Stegemann: Es handelt sich dabei um sehr starke Energien und Gefühle. Diese Gefühle haben die Tendenz dazu, sich vehement durchsetzen zu wollen. Das macht seit jeher einen Grundklang von Religion aus, dass sie dicht am Fanatismus gebaut ist und sie die Tendenz hat, sich selbst für absolut gültig zu halten - und darum für berechtigt, Widersprüche zu beseitigen, auch mit Gewalt. Das sind Eigenschaften der Religion, die wir in der Säkularisation als allererstes versucht haben, zu mildern. Es galt immer als Hauptkritikpunkt an der Kirche, dass sie so einen brutalen Zugriff auf die Seelen hat – und diese Seelen wiederum so einen brutalen Zugriff auf die Welt. Allerdings hat die Säkularisierung diese Seite von Religion überbetont. Denn es gibt auch die Gegenseite: die Demut, den Versuch, der Radikalität eine innere Bremse zu verleihen, indem man freundlich und demütig, mit Glaube, Liebe und Hoffnung, auf die Welt schaut. Aus meiner ungläubigen Sicht auf den Glauben halte ich das für das alles entscheidende Kriterium der christlichen Religion.

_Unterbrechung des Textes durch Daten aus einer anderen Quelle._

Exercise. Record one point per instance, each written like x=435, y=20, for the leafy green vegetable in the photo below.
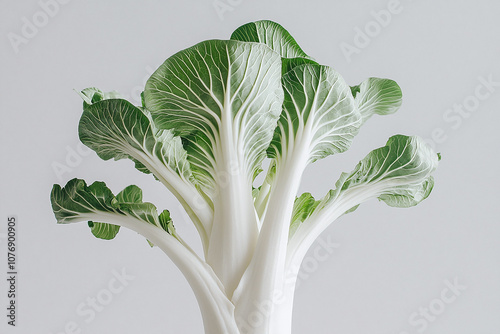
x=210, y=116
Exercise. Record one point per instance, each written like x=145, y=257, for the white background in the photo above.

"Wir denken, dass wir uns mit technischen Erfindungen und politischen Maßnahmen von unseren eigenen Irrwegen erlösen können."
Leven: Eine wichtige Rolle in Ihrem Buch spielt der Begriff der politischen Gnosis. Sie beziehen sich auf den Philosophen Eric Voegelin und sprechen vom säkularen Fortwirken einer dunklen Unterströmung des Christentums. Was hat es damit auf sich?
Stegemann: Voegelin ist vor den Nazis nach Amerika geflohen und hat dann sein Leben lang darüber nachgedacht, wie es eigentlich zu dieser Radikalisierung von Politik kommen konnte. Seine These war, dass in den zwei großen menschenmordenden Ideologien des 20. Jahrhunderts, Stalinismus und Faschismus, die Gnosis weiterlebt. Diese seltsam verschobene Verwandte des Christentums sagt: Der Mensch ist dazu in der Lage, sich selbst zu erlösen. Dieser Grundgedanke hat eine Faszination, steht aber konträr zum christlichen Verständnis, nach dem der Mensch nur in der Gnade auf Erlösung hoffen kann. Für Voegelin sind Faschismus und Stalinismus erst durch die gnostische Vorstellung einer innerweltlichen Erlösung möglich geworden. Heute begegnet uns diese Idee wieder: Wir denken, dass wir uns mit technischen Erfindungen und politischen Maßnahmen von unseren eigenen Irrwegen erlösen können. Und das ist etwas, das man mit Voegelin und anderen aus einer gläubigen Perspektive hinterfragen müsste.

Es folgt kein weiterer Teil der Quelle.